Eggshells littered the floor of Saddam Hussein's basic kitchen
The walled compound in which US troops discovered the deposed leader's underground refuge looked more like a squatters' camp than an Arabian palace.
Reporters who were allowed to view the compound near the town of al-Dawr were struck by the wretched conditions in which Saddam Hussein spent his final days on the run.
The kitchen in the two-room hut where he lived had eggshells on the floor and dirty plates in the sink, not far from stale bread and leftover rice.
There was running water and a gas stove, but otherwise the amenities were fairly basic.
A small fridge contained chocolate bars, hot dogs and a can of lemonade. The other meagre supplies included a canister of coffee and some dried sausage.
The bedroom was a jumble of crumpled sheets and clothes, with a poster of Noah's Ark taking the place of the lavish artworks that normally decorated Saddam Hussein's residences.
There was no bathroom at all, but a ditch outside the hut had apparently been used as a latrine.

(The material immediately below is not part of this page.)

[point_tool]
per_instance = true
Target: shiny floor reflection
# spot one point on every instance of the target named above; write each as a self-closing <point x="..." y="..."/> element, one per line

The yard was strewn with rubbish, including empty bottles, rotting fruit and a broken chair.
US troops believe that Saddam Hussein spent most of his time in the dilapidated hut, moving to the underground chamber only when coalition forces were in the area.
The subterranean hiding-place was just big enough for him to lie down. It was illuminated by an electric strip-light and supported by wooden beams.
The officer who led the raid, Colonel James Hickey, said: "What we found surprised us. We didn't think it would be so humble and simple."